Por Dionisio Rodríguez Mejías.
4.- El fin de Promociones Vilanova.
La victoria del socialismo supuso el principio del fin de Ramón Vilanova. Todo eran quejas, protestas y lamentos.
—Hemos conseguido hacer de España una de las naciones más prósperas y modernas de Europa, para que ahora vengan cuatro mindundis de izquierdas, que hasta aquí han vivido de la sopa boba, y pretendan llevarse el gato al agua.
Roser y yo intentábamos calmarlo, diciéndole que las cosas ya no eran como antes, que la sociedad había cambiado y que, prueba de ello, eran las sobradas muestras de tolerancia que daban los españoles para superar sus diferencias ideológicas y abrirse al diálogo y a la concordia. Pero no había manera.
—Y lo peor de todo es que nos llamarán fascistas, estafadores, capitalistas de mierda… Pero yo no pienso tolerarlo, no señor. Ramón Vilanova es un hombre de orden y de principios. Si algunos prefieren pasarse al otro bando, que lo hagan; pero, conmigo, que no cuenten. Pienso seguir en mi puesto, firme y seguro, como siempre.
No cesaba de hablar mal de los sindicatos, de criticar a los partidos políticos y de quejarse de los impuestos. No vivía ni dormía. Pasaba las noches enteras en su despacho repasando las cuentas y arreglando los libros de contabilidad para el aciago día que apareciera el inspector de Hacienda. Era evidente que aquella situación no podía durar demasiado tiempo.
Fue a mediados de enero, una mañana de mucho frío. Entré a su despacho para comentarle la tarifa de precios de un bloque que íbamos a poner a la venta y hablar de los beneficios estimados de la promoción. Me pidió el proyecto, tomó el escalímetro, que siempre tenía encima de la mesa, y se puso a calcular la superficie de las plazas de aparcamiento y las zonas de circulación del parking.
—¿Has reparado, querido Alberto, que ajustando diez centímetros por plaza, podríamos ganar al menos, tres por planta? Anda, míralo y dime algo más tarde.
Lo noté excitado, tenía cuatro o cinco tazas de café sobre la mesa y no dejaba de fumar. Salí del despacho y, a los pocos minutos, me pareció que me llamaba. Volví a entrar y vi que trataba de levantarse apoyándose en la mesa, pero no lo conseguía. Me miró con los ojos muy abiertos, llevándose al pecho la mano derecha y me dijo.

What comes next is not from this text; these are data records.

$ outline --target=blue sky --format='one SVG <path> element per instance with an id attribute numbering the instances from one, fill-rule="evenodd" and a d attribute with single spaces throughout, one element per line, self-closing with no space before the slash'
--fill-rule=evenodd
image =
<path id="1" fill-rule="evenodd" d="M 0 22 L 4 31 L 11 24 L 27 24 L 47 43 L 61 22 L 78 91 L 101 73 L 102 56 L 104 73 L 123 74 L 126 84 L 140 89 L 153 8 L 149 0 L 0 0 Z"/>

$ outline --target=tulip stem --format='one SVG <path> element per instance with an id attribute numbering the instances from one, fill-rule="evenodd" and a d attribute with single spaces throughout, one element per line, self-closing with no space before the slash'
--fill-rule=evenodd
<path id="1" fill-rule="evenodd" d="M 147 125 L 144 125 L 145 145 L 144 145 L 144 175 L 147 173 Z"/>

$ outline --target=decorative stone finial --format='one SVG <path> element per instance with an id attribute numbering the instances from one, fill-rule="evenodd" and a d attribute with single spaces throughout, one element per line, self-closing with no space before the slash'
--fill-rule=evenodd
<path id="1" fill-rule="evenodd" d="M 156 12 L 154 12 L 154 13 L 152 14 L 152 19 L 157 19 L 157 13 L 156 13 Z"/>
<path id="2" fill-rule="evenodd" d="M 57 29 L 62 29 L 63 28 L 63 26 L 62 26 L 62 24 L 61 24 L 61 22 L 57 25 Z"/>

—Alberto, me muero; llévame al hospital.
Le di un vaso de agua, pedí ayuda y entre tres lo llevamos hasta el ascensor. Lo apoyamos en la pared, dio dos pasos y, como si las piernas no pudieran soportar su peso, cayó al suelo en el rellano y ya no se volvió a levantar.
La muerte de Vilanova me impresionó de tal manera, que llegué a pensar que, en su ausencia, mi labor carecía de sentido. Si bien es verdad que, al principio, estaba orgulloso de mi trabajo, ahora echaba de menos mis sueños de juventud: los estudios, la lectura, los libros, el mundo de la cultura… esas cosas hermosas y sencillas que, aunque no aporten mucho dinero, vale la pena dedicarse a ellas porque nos transmiten paz y serenidad. Me había acomodado a la vida que llevaba, y hubo un momento en que mis ilusiones empezaron a decaer. Estaba solo, como si me faltara un motivo para trabajar con ilusión. Me parecía que, hasta entonces, mi vida había consistido en demostrar a Roser y a su familia, que yo era capaz de ganar tanto dinero como el que más; pero, una vez alcanzado el objetivo, me sentía libre de mi compromiso.
Estuve unos meses sin poderme centrar en el trabajo; no asistía a las visitas de obra y hasta le di poderes a Roser para que fuera ella quien firmara las operaciones de venta en la notaría. Me gustaba jugar con mi hijo, llevarlo al cine, comprarle algún capricho y contarle fantásticas historias sobre los rincones típicos de Barcelona. Yo había vivido una infancia tan falta de afecto, que no quería que el día de mañana el niño tuviera una vida emocional tan pobre como la mía.